A broader voting platform will only enhance the dynamic leadership position our democracy enjoys and ensure that we can deal with the unseen challenges that the future will surely bring.
The end of summer has sadly arrived as I write this column. Although that signals the start of the football season, it was a great American summer for the Livingston family, and we regret its passing. I checked the quotations books for "summer" and found the obvious -- only Shakespeare captured it: "Summer's lease hath all too short a date."
Making it truly the great American summer was reading David McCullough's best-selling biography, John Adams. Trips to Wyoming and Colorado -- coupled with this great tale of Adams' and Jefferson's joint struggles to declare independence, define our nation and establish credibility, credit and military alliances in Europe -- make me ever more appreciative of our incredible country and dynamic democracy.
But when you contrast Adams' violent trips across the Atlantic and the focus and passion with which he took up important debates, one feels that our generation lacks the ability to deal with tough matters directly, quickly and conclusively. Less than a year ago, the Florida recount held our nation in a gripping debate and deadlock, yet today, voting reform is a matter largely off the nation's agenda. Only Florida appears to have addressed the issue in a substantial way.

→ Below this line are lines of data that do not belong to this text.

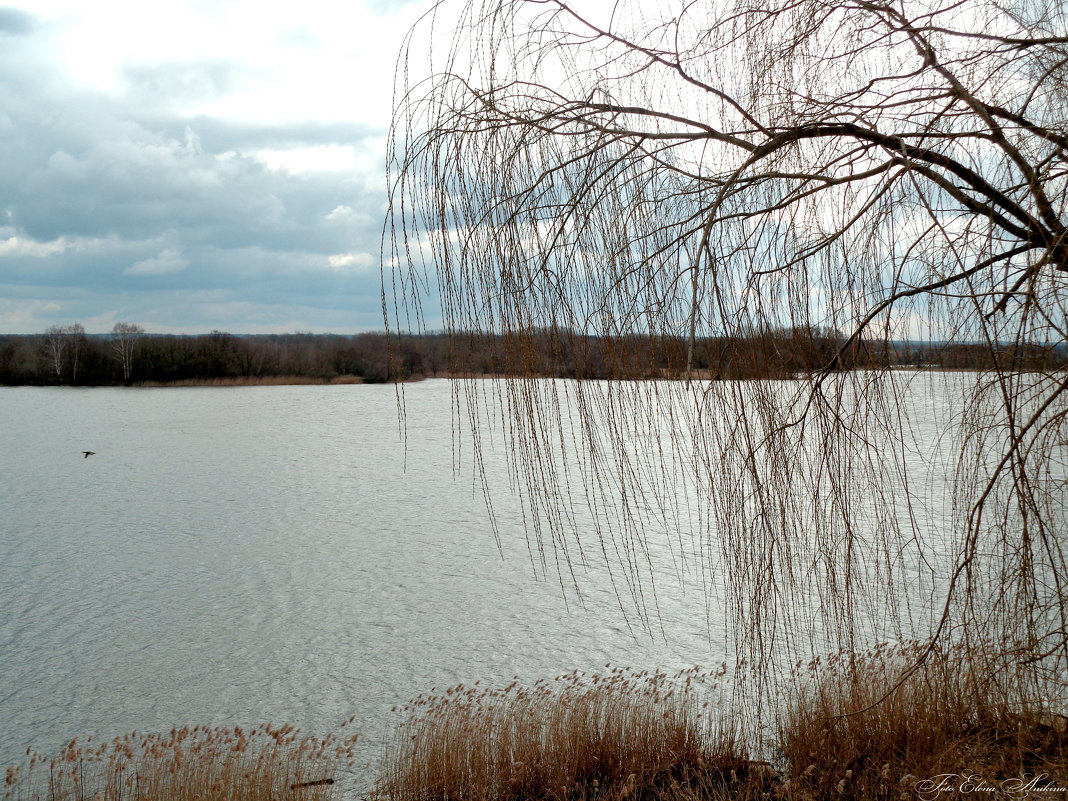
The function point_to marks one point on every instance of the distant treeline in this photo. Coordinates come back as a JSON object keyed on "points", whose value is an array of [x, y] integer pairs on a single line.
{"points": [[129, 356]]}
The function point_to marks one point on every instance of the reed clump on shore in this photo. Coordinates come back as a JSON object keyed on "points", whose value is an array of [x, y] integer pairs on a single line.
{"points": [[188, 764], [972, 718], [617, 736], [895, 723]]}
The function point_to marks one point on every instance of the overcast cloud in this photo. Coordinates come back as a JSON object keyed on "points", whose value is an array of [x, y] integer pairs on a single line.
{"points": [[191, 167]]}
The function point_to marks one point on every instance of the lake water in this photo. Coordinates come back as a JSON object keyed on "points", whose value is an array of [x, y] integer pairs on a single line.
{"points": [[237, 555], [275, 553]]}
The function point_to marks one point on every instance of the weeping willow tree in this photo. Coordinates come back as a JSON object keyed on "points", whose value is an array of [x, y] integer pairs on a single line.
{"points": [[712, 171]]}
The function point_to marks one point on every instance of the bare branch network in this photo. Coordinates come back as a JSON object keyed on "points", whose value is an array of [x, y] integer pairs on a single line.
{"points": [[684, 171]]}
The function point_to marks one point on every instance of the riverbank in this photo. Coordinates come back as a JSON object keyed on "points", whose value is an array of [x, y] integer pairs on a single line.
{"points": [[951, 727]]}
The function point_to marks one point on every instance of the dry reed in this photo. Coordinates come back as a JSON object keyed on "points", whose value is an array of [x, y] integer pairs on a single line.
{"points": [[199, 763], [621, 735], [957, 717]]}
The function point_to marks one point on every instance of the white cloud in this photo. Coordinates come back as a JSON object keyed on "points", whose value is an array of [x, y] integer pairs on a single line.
{"points": [[167, 263], [317, 158], [339, 261], [17, 246]]}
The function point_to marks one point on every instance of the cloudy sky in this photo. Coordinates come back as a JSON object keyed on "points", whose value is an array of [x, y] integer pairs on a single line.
{"points": [[194, 165]]}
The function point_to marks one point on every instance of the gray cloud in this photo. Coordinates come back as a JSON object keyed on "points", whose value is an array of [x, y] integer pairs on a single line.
{"points": [[184, 81], [120, 209]]}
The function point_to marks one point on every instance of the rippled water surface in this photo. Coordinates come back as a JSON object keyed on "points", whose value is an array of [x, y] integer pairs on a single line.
{"points": [[245, 554]]}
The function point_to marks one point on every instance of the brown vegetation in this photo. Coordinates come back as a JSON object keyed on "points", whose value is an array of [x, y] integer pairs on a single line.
{"points": [[200, 763], [623, 735], [957, 716], [842, 734]]}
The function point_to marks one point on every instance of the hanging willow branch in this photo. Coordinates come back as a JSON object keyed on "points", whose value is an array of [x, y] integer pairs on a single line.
{"points": [[734, 185]]}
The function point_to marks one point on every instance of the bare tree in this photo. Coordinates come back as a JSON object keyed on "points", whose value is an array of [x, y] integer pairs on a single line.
{"points": [[124, 339], [895, 171], [75, 335], [62, 346], [55, 347]]}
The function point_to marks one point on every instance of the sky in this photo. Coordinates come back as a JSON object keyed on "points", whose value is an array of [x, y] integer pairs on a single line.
{"points": [[194, 165]]}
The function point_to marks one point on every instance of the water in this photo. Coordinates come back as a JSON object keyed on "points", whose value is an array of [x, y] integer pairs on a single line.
{"points": [[236, 555], [246, 554]]}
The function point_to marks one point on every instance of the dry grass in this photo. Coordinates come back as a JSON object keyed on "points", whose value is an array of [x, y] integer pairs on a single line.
{"points": [[618, 736], [203, 764], [957, 716]]}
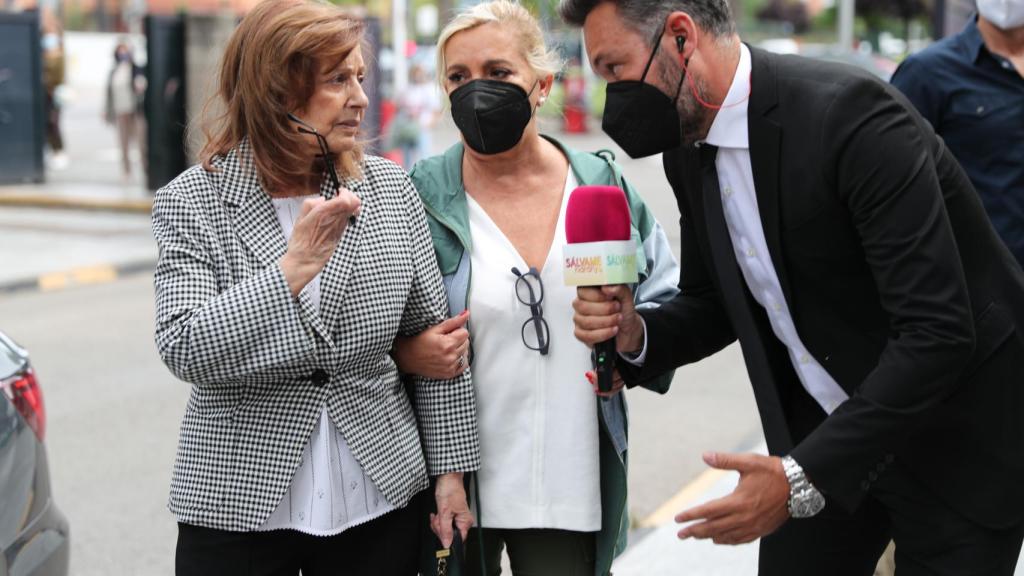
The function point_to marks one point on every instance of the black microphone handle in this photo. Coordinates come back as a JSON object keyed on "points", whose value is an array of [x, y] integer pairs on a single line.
{"points": [[604, 364]]}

On the national level, it appears to be an issue that has no monied interests pressing for progress and change. I suspect that Adams and Jefferson would turn over in their graves when learning of the need for such financial sponsorship of important issues. I further suspect that since Adams and Jefferson were both so powerful as to will their lives to end exactly on the 50th anniversary of the signing of the Declaration of Independence, they could still manage to simultaneously turn in their graves and cause the ground to shake.